Juarez and other young environmentalists in their late teens and early 20s spoke about the impacts on them and their families.
While most residents opposed the proposed LNG facility, politicians and chamber of commerce members were generally in support of the idea.
“Today I speak to you as a citizen. As a fellow policy maker, I understand the responsibilities and trusted tests by our constituents. It can be challenging to maintain a future focus when setting policy. As someone who lives in this area in southern Rio Rancho and cares about the communities surrounding the proposed site, I feel confident in the risk, mitigation and safety measures that New Mexico Gas plans to implement to secure the safety of our community members with building and operating this facility,” Sandoval County Commissioner Jay Block said.
Rio Rancho Regional Chamber of Commerce President Jerry Schalow was also there in support of the facility.
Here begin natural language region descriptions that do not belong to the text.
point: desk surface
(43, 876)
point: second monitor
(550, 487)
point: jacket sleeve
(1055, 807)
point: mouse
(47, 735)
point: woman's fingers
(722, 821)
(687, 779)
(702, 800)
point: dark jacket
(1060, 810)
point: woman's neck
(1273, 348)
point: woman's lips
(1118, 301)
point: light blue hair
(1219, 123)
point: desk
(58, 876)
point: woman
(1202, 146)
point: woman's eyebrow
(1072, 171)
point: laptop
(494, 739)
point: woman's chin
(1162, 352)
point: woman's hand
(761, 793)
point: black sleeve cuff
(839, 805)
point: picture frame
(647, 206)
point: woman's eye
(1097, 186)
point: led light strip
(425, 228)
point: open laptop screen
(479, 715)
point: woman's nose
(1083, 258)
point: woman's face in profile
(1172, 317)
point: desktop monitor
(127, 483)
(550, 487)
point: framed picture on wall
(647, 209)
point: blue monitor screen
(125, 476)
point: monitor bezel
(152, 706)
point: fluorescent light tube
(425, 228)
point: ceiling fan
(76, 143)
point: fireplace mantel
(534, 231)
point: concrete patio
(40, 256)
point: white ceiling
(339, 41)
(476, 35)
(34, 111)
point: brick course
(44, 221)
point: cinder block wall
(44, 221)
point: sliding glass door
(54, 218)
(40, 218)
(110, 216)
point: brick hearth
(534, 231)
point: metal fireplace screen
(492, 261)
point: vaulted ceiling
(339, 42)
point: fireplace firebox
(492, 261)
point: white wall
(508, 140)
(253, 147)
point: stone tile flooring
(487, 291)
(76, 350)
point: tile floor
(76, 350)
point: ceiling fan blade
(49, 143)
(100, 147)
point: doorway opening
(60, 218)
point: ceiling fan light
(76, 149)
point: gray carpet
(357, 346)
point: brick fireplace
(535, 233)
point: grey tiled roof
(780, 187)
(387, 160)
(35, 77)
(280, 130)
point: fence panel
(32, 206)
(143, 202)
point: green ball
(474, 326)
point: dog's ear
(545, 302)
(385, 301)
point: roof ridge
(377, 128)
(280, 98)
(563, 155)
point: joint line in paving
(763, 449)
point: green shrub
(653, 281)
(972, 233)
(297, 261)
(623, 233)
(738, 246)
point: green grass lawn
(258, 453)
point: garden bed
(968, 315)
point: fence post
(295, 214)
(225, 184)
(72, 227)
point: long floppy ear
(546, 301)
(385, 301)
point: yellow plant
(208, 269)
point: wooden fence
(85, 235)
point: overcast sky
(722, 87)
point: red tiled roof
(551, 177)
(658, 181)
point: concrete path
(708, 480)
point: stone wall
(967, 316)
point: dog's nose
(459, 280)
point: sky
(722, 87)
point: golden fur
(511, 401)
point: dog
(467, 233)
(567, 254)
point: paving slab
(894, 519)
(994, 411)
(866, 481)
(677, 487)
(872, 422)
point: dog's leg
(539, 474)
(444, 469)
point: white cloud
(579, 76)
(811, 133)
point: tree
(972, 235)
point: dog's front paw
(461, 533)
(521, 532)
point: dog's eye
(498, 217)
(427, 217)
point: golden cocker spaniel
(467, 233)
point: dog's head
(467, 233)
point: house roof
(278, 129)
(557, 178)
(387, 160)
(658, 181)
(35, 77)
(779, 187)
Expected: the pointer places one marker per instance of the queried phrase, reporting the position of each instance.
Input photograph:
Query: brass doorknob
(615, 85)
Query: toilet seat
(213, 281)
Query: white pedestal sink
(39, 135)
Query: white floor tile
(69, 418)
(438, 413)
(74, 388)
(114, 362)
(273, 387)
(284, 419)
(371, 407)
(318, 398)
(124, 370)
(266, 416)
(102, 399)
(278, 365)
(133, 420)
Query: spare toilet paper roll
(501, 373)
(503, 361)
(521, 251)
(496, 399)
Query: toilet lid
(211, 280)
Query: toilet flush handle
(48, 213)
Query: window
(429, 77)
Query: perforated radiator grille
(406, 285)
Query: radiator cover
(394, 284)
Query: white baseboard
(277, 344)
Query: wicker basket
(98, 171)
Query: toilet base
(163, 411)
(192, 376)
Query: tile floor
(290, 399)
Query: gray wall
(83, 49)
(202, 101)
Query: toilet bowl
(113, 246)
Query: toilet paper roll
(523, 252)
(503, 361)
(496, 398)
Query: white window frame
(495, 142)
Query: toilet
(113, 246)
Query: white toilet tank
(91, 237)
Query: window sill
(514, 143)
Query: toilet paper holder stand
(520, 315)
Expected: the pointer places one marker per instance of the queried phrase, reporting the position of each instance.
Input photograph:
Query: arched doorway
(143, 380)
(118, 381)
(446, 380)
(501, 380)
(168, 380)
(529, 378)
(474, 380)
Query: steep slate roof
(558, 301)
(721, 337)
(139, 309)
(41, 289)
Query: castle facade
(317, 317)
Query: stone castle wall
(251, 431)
“Rio Rancho Regional Chamber of Commerce is in favor of the proposed LNG facility for several reasons,” Schalow said.
He said the facility would provide energy security and jobs, among other things.
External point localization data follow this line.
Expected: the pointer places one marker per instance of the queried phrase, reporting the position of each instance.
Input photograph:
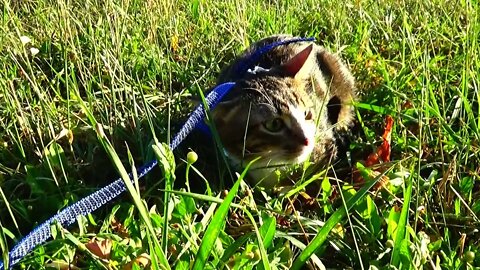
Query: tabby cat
(286, 109)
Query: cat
(286, 109)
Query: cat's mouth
(281, 157)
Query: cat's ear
(293, 66)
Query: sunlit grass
(134, 65)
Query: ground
(86, 86)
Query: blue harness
(97, 199)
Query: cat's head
(275, 114)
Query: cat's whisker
(286, 113)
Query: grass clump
(132, 66)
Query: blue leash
(100, 197)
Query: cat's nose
(305, 141)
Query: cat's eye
(308, 115)
(274, 125)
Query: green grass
(132, 66)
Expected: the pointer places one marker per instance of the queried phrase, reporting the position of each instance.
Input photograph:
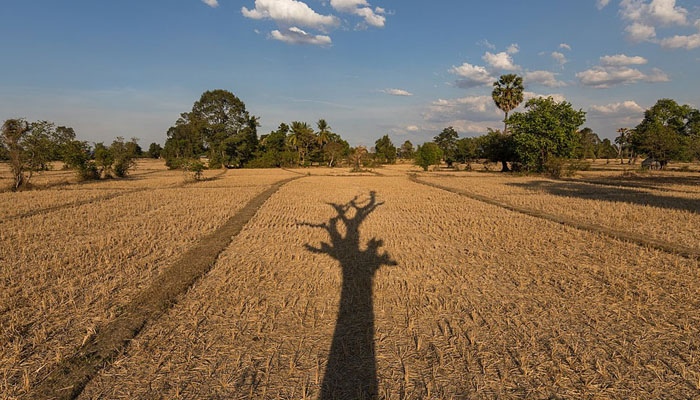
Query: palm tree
(299, 138)
(622, 141)
(508, 94)
(324, 132)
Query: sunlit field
(342, 283)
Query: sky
(406, 68)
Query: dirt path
(72, 374)
(616, 234)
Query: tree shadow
(351, 371)
(612, 194)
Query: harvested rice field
(350, 286)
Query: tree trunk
(504, 167)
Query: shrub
(428, 154)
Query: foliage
(668, 131)
(385, 151)
(123, 154)
(466, 151)
(508, 94)
(154, 150)
(218, 124)
(193, 167)
(447, 142)
(407, 150)
(357, 158)
(14, 135)
(547, 129)
(428, 154)
(496, 147)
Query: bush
(193, 169)
(428, 154)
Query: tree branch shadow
(351, 371)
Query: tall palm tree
(299, 138)
(324, 132)
(622, 141)
(508, 94)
“The LNG facility would help ensure the reliable and affordable supply of natural gas. As we saw last year, the cost of natural gas dramatically increased. And every time that gas is limited during the winter time, those that cannot afford higher-price natural gas are stuck paying it and then we’re looking for different ways to help them out. This reduces the reliance on the need for higher natural gas prices that we were buying natural gas at when needed during cold fronts from other states,” he said.
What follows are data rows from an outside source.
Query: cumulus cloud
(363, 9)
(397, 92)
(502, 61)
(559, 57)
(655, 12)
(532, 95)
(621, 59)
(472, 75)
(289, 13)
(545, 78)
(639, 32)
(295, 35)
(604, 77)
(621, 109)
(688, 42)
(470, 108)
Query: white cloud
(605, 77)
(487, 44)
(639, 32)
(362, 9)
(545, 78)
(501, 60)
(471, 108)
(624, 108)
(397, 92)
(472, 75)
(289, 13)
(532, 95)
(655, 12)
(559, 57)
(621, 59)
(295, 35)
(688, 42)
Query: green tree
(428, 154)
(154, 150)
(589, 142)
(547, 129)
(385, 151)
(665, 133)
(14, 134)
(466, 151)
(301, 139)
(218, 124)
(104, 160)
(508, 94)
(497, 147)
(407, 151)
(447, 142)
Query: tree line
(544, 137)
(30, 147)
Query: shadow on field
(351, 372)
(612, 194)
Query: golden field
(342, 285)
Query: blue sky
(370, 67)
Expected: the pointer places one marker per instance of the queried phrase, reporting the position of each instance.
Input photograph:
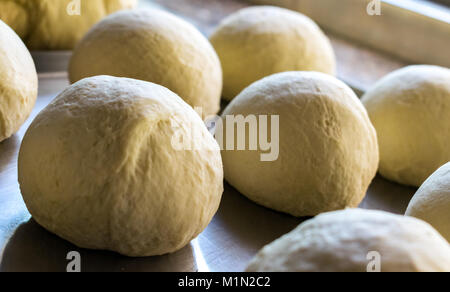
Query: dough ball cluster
(431, 203)
(18, 82)
(347, 241)
(154, 46)
(410, 109)
(327, 147)
(260, 41)
(98, 167)
(48, 25)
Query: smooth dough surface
(342, 242)
(410, 109)
(431, 203)
(328, 151)
(155, 46)
(260, 41)
(98, 168)
(18, 82)
(47, 25)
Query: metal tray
(237, 232)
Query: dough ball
(431, 203)
(18, 82)
(324, 151)
(48, 25)
(410, 109)
(345, 241)
(98, 167)
(259, 41)
(154, 46)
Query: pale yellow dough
(344, 241)
(47, 25)
(98, 168)
(410, 109)
(431, 203)
(155, 46)
(18, 82)
(328, 151)
(260, 41)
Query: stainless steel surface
(237, 232)
(51, 61)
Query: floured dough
(155, 46)
(99, 167)
(259, 41)
(47, 25)
(410, 109)
(431, 203)
(18, 82)
(328, 151)
(354, 241)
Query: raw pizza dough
(98, 167)
(155, 46)
(18, 82)
(353, 241)
(328, 151)
(410, 109)
(431, 203)
(47, 24)
(260, 41)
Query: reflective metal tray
(237, 232)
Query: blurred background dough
(47, 25)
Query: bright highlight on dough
(431, 203)
(410, 109)
(356, 241)
(328, 151)
(155, 46)
(97, 168)
(18, 82)
(56, 24)
(260, 41)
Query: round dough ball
(327, 150)
(347, 241)
(410, 109)
(18, 82)
(260, 41)
(155, 46)
(98, 167)
(48, 25)
(431, 203)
Schalow added that the area where this facility would be built is zoned for industrial use so the LNG facility would rightfully go there.
The New Mexico Gas Company reached out after the meeting to give comment on what was said by commenters.
“We thought the hearing was very informative for all who came and listened. We appreciated all of the comments, both for and against the proposed facility, and we found the session to be helpful. We are committed to continuing engagement with the community about this project. We remain convinced that the proposed LNG storage facility is beneficial for our customers, and it will be designed to be the safest, cleanest facility possible. As ordered by the New Mexico Public Regulation Commission, we examined options, and we have recommended this facility as the preferred option to help increase the reliability and effectiveness of New Mexico Gas Company’s gas supply system, which serves more than 1.3 million New Mexicans daily. All of our customers are important to us, those who came to the hearing and commented last night and those who rely on us for reliable natural gas to heat their homes,” NM Gas Co. Communications Manager Tim Korte said.
The NM PRC will not meet again on the facility’s future until March 2024, but Ellison says people are welcome to comment on it at their next general meeting in Santa Fe or on Zoom. The schedule for their meetings can be found on the website.